Dispelling my insecurity new thoughts arose — if technology is becoming human-centered, how is “human” being defined? If you are not considered “human” for centuries, why would there be an emphasis on incorporating your experiences and history into the things you use daily?
I started asking questions, Why does Siri and all her variations sound white? Why don’t some soap dispensers work for me? Why are black people being labeled as gorillas, and why did Google have to “fix” it by removing gorillas from being recognized? Why did the Microsoft chat bot turn into a neo-nazi and why does it’s successor Zo avoid all things deemed “politically incorrect” and on TOP of that can’t tell me slavery is bad? And why the hell does she says “those people” after I ask the question?
When it boiled down, I realized I was highly valuable to a team. My expertise in African American studies helped me to hone an awareness of the biases and systems that are responsible for the technology I just mentioned. It groomed me to read between the lines and recognize the subtle effects of hegemonic teams and companies that a big risk in a global society and how it can promote the exploitation and commodification of the vulnerable.
Furthering my research on UX after this insight, I realized that it is a differentiating factor in companies that will survive in the future. But what’s the point of well crafted experiences that are racist, sexist, homophobic, classist, and ableist? Ya’ll need a sista.
Just like in academia, no matter the subject or experience, if the lens of analysis reduces the humanity of a people or eradicates their perspective it reflects the bias of it’s creator.
Therefore by de-marginalizing the black experience, it is inevitable that technology will develop the capacity to become aware of and deal with oppressive systems.
There was my space, tapping into it I thought of Molefi K. Asante’s concept of Afrocentricity “a paradigm based on the idea that African people should re-assert a sense of agency in order to achieve sanity.” The perspective locates the suppressed histories and experiences of the African Diaspora to place them at the center when evaluating social, economic, political, psychosocial and spiritual phenomena.
Afrocentric research was developed it’s core tenants being (1) the research impacts the community positively and (2) the community actually desires the research / project being executed. Is that not user experience?! To create what the user needs by asking them and developing an experience with the product be delightful and solve their problems. Yup, that was it. As a researcher and lover of strategy this was my spot.
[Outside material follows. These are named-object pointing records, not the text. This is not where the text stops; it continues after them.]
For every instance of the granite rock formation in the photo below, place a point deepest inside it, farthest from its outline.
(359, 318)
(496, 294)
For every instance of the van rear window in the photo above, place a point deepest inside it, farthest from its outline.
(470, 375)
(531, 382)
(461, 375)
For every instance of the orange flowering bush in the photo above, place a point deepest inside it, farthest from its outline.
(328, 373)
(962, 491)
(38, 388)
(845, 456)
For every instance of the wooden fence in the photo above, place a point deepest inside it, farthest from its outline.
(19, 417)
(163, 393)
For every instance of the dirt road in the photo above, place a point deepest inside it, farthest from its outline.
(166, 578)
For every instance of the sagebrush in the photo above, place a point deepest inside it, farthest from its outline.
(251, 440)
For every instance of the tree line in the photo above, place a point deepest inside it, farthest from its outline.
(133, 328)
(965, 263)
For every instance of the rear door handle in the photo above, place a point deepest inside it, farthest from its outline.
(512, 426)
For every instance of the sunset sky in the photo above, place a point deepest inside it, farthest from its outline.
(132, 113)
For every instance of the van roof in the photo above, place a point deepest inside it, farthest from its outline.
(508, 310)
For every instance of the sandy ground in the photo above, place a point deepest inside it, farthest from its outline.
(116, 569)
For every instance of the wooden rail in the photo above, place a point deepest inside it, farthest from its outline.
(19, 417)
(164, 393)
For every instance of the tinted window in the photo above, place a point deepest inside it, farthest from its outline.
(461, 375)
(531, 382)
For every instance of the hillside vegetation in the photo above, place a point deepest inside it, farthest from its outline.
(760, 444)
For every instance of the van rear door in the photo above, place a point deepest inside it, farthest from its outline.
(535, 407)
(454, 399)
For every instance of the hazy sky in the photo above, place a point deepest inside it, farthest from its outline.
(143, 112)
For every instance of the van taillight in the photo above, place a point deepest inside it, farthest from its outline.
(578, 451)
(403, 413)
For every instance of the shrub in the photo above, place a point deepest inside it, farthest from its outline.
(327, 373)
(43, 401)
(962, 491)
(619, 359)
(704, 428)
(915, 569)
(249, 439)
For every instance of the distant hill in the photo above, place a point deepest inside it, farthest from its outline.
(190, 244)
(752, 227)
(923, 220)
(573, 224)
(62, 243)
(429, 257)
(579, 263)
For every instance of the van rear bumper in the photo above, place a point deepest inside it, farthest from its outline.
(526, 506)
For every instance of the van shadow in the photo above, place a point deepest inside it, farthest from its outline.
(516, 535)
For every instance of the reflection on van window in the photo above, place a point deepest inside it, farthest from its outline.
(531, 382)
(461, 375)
I want sane people and sane technology, if the AI can understand oppressive systems it’s cool with me. But seriously, when you view social phenomena from the black experience, you become much more aware of the interlocking nature of oppression that situates blackness at the bottom of the “hierarchy.” This led me to write the article Inter[tech]tionality: Checking our Design, which is a foundational concept that drives my UX work.
So as I come to the *almost* one-year mark as a UXer, I have listed the principles that keep me grounded in why I got into UX.
I value my sanity over conformity, and do not erase my blackness or any other identity I express.
I do not shrink itself for the possibility to become visible in the future.
I do not concern myself with superficial conversations of “we will do better” and corporate multiculturalism.
I draw on the activist roots of black liberation, and reject greedy attempts to use technology to enslave.
I share information and enable others to begin their own journeys in technology.
I bring my perspective and the perspectives of those absent from the room.